Streaming Algorithms and Bloom Filters

By John Paul Mueller, Luca Massaron

At the heart of many streaming algorithms are Bloom filters. Created almost 50 years ago by Burton H. Bloom, at a time when computer science was still quite young, the original intent of this algorithm’s creator was to trade space (memory) and/or time (complexity) against what he called allowable errors. His original paper is titled Space/Time Trade-offs in Hash Coding with Allowable Errors.

You may wonder about the space and time that Bloom considers motivators for his algorithm. Imagine that you need to determine whether an element has already appeared in a stream using some previously discussed data structure. Finding something in a stream implies recording and searching are fast, thus a hash table seems an ideal choice. Hash tables simply require adding the elements that you want to record and storing them. Recovering an element from a hash table is fast because the hash table uses easily manipulated values to represent the element, rather than the element itself (which could be quite complex). Yet, storing both elements and an index to those elements has limitations. If a hash table faces more elements than it can handle, such as the elements in a continuous and potentially infinite stream, you’ll end up incurring memory problems at some point.
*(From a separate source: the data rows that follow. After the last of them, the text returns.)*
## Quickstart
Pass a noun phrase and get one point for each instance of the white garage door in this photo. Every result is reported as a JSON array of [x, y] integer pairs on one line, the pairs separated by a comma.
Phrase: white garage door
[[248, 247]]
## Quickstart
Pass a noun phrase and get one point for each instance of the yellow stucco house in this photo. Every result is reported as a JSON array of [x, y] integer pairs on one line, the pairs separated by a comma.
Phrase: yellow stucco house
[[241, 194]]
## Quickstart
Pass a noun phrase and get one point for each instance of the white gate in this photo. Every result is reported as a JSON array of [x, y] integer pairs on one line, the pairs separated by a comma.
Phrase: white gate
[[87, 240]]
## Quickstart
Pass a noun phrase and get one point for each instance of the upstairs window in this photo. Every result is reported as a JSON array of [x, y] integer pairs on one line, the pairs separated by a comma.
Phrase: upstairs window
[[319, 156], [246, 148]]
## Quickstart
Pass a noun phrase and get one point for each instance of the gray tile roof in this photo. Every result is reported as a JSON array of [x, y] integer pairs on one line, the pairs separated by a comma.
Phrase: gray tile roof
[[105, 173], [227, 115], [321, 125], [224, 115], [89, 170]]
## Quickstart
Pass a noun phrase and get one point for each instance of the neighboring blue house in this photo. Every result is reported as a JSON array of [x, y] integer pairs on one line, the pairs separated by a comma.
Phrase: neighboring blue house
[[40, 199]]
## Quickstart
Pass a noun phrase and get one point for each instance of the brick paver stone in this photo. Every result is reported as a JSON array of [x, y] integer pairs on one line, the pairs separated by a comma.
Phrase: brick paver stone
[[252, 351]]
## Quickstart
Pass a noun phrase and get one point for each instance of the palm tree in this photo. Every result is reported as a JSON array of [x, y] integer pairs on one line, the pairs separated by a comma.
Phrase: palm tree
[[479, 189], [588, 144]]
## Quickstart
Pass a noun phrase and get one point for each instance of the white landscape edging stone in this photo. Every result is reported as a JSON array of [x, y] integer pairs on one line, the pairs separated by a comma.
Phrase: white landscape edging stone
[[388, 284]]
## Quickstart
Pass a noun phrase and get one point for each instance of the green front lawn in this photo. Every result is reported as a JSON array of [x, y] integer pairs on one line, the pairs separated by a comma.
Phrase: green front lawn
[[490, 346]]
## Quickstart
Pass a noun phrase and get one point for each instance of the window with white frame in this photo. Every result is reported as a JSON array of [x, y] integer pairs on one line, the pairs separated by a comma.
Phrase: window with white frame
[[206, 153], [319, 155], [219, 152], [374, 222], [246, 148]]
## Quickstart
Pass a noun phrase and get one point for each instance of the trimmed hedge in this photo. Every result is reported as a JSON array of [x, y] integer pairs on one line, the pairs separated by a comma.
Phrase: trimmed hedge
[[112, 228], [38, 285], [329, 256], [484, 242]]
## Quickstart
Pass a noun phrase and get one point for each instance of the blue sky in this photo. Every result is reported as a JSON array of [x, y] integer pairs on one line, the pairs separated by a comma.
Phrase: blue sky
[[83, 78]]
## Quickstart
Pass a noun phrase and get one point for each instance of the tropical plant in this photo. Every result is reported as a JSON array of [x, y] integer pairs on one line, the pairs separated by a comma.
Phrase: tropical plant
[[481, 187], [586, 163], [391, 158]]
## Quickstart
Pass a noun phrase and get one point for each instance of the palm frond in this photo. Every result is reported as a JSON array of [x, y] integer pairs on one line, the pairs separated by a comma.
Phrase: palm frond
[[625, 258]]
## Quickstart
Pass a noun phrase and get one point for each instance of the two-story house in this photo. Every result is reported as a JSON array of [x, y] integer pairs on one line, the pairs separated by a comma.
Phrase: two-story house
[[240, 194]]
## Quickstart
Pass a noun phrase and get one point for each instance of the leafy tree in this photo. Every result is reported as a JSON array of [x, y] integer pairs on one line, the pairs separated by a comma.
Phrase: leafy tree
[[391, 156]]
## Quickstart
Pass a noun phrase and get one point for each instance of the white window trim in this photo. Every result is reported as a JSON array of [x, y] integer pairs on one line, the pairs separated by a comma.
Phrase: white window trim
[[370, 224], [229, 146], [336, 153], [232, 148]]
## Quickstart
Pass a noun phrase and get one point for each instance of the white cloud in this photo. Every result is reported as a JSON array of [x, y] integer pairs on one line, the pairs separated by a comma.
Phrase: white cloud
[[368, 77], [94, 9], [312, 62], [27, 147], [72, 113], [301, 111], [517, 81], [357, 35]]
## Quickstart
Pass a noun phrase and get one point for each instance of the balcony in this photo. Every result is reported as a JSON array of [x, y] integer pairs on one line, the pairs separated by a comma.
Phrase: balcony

An essential consideration for Bloom filters is that false positives can occur, but false negatives can’t. For example, a data stream might contain real-time monitoring data for a power plant. When using a Bloom filter, the analysis of the data stream would show that expected readings are probably part of the set of allowed readings, with some errors allowed. However, when an error occurs in the system, the same analysis shows that the readings aren’t part of the set of allowed readings. The false positives are unlikely to cause problems, but the absence of false negatives means that everyone remains safe. Because of the potential for false positives, filters such as the Bloom filter are probabilistic data structures — they don’t provide a certain answer but a probable one.

Hashes, the individual entries in a hash table, are fast because they act like the index of a book. You use a hash function to produce the hash; the input is an element containing complex data, and the output is a simple number that acts as an index to that element. A hash function is deterministic because it produces the same number every time you feed it a specific data input. You use the hash to locate the complex information you need. Bloom filters are helpful because they are a frugal way to record traces of many elements without having to store them away as a hash table does. They work in a simple way and use the following as main ingredients:

  • A bit vector: A list of bit elements, where each bit in the element can have a value of 0 or 1. The list is a long number of bits called m. The greater m is, the better, though there are ways of optimally defining its size.
  • A series of hash functions: Each hash function represents a different value. The hash functions can quickly crunch data and produce uniformly distributed results, which are results equally ranging from the minimum to the maximum output values of the hash.